By Paul Gable
(Ed. Note – After a five day hiatus thanks to Hurricane Matthew including four days without electricity, the internet and cell phones, Grand Strand Daily is up and running again.)
The recent break because of Hurricane Matthew allowed me to gain new insight to local community activist Bennie Swans.
Not having all the benefits of modern world communications, I had the opportunity to catch up on some old fashioned reading from books, much of it by candlelight.
One extract I read, from “It Took Heroes, Volume II”, spoke about Bennie Swans during the time he spent in Vietnam in 1969 as a member of the U.S. Army.
Swans’ squad was ambushed in action on June 5, 1969. After squad leader, Sgt. Jack Hatfield, and point man Cpl. David Mann, were cut down by enemy fire, the following extract from an on the scene account by GI Larry McVay was quoted (page 155 of It Took Heroes, Vol. II):
“Jack and David were gut shot. David died instantly, Jack died slower…Benny Swans, a husky Black man and Hatfield’s assistant machine gunner, rushed forward…The rest of the 2nd Platoon and a few men from other platoons rushed forward to support Hatfield’s squad. Benny was like a man possessed – like John Wayne to me. Although being severely wounded, Benny poured accurate fire into the enemy positions and kept them at bay until our KIA’s and WIA’s were pulled back…”
I have been proud to call Bennie Swans a friend since I first met him after he moved to Horry County over 10 years ago. I knew Swans was a highly decorated veteran of the Vietnam War (several silver stars and purple hearts among his medals) but I never knew the specifics of any of the action he saw.
Many veterans today are called heroes because they served in the military. Swans really is one.

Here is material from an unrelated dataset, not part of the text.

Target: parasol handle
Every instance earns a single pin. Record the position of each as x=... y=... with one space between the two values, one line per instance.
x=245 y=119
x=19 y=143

Swans is known locally as a community activist whose primary interest is reducing violence and drug use in our local communities. As with any community activist, Swans has been the subject of both praise and criticism for stands he has taken.
However, much of the criticism has been from local officials who never served in the military and whose idea of sacrifice is skipping lunch to attend to public matters.
The Horry County Community Violence Subcommittee is moving toward making some crucial decisions about initiatives it will recommend to aid our local communities.
As the sub-committee moves forward, I hope Swans’ input and goals are incorporated into future recommendations to combat violence in our community.